3. Hormis la visualisation des images, quels autres mécanismes sont-ils organisés pour favoriser la lutte contre la maltraitance animale en abattoir ?

4. Avez-vous reçu une demande d’une association représentative dans la lutte pour le bien-être animal afin de pouvoir avoir accès aux imageries des vidéosurveillances ?

5. Quel est le nombre d’inspecteurs vétérinaires de Bruxelles Environnement ayant accès aux images des vidéosurveillances ?

6. Enfin, quel est le pourcentage de réussite quant à l’obtention du certificat d’aptitude professionnelle du personnel travaillant en abattoir, sur la fonction du bien-être des animaux au sein de l’abattoir ?
 
 
Réponse    La prévention de la maltraitance et le contrôle du respect de la législation dans l’abattoir d’Anderlecht sont de 3 ordres :

1. deux responsables du bien-être animal de l’abattoir veillent au contrôle quotidien du bien-être des animaux;

2. les chargés de missions de l’AFSCA effectuent des contrôles quotidiens du respect du bien-être animal et rapportent les infractions

3. le Département bien-être animal de Bruxelles Environnement effectue des contrôles.

Le placement de plusieurs caméras de vidéosurveillance dans les infrastructures de l’abattoir d’Anderlecht a été effectué sur une base volontaire et aucune garantie particulière quant à la mise à disposition des images n’a été mise en place.
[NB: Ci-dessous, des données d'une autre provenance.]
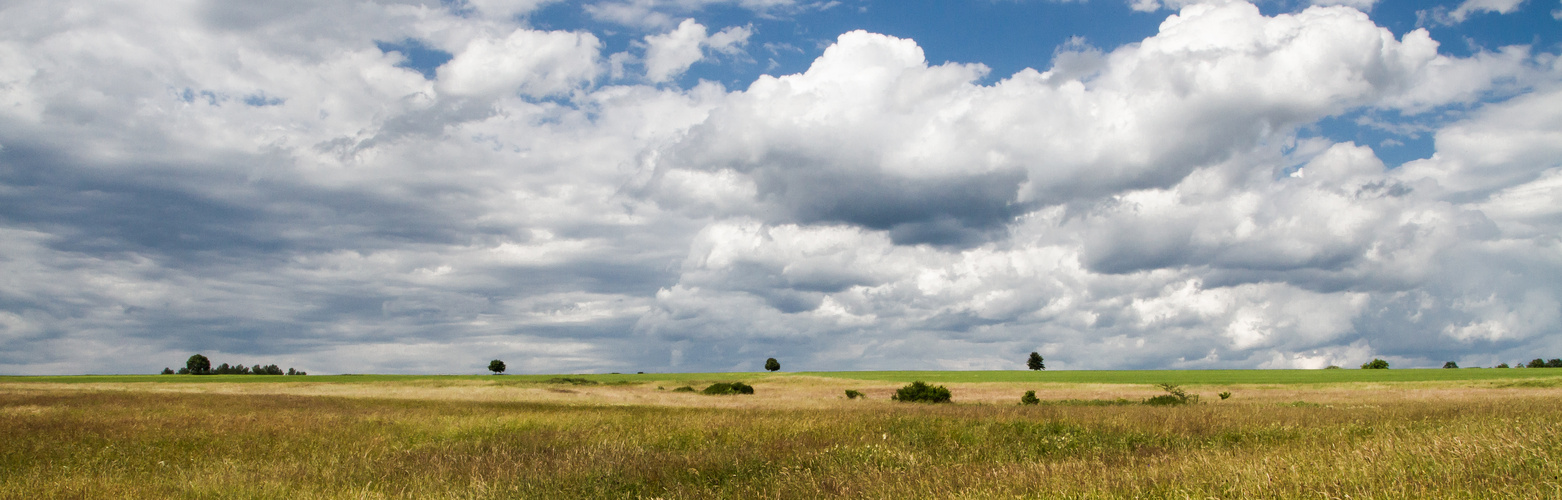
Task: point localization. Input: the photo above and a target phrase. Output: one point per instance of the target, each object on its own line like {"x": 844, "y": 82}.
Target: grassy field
{"x": 1283, "y": 433}
{"x": 1078, "y": 377}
Cependant, le service d’inspection n’a jamais eu à déplorer la « disparition » d’images.

L’installation des caméras a permis d’améliorer l’autocontrôle du responsable bien-être animal de l’abattoir.

L’installation des caméras permet aussi d’effectuer des contrôles hors site en n’influençant pas le comportement des travailleurs par la présence physique des inspecteurs ou du responsable bien-être animal sur le terrain. Des infractions ont été constatées sur base des images de surveillance et ont systématiquement fait l’objet de mesures correctrices.

Aucune association de protection animal ne s’est manifestée en vue d’obtenir un accès à ces images. C’est une demande qui devrait être effectuée auprès de l’abattoir directement.

L’agent du service d’inspection en charge de l’inspection de l’abattoir est le seul à avoir accès à ces images. Je ne dispose pas d’informations quant aux taux de réussite des examens pour l’obtention du certificat de compétences.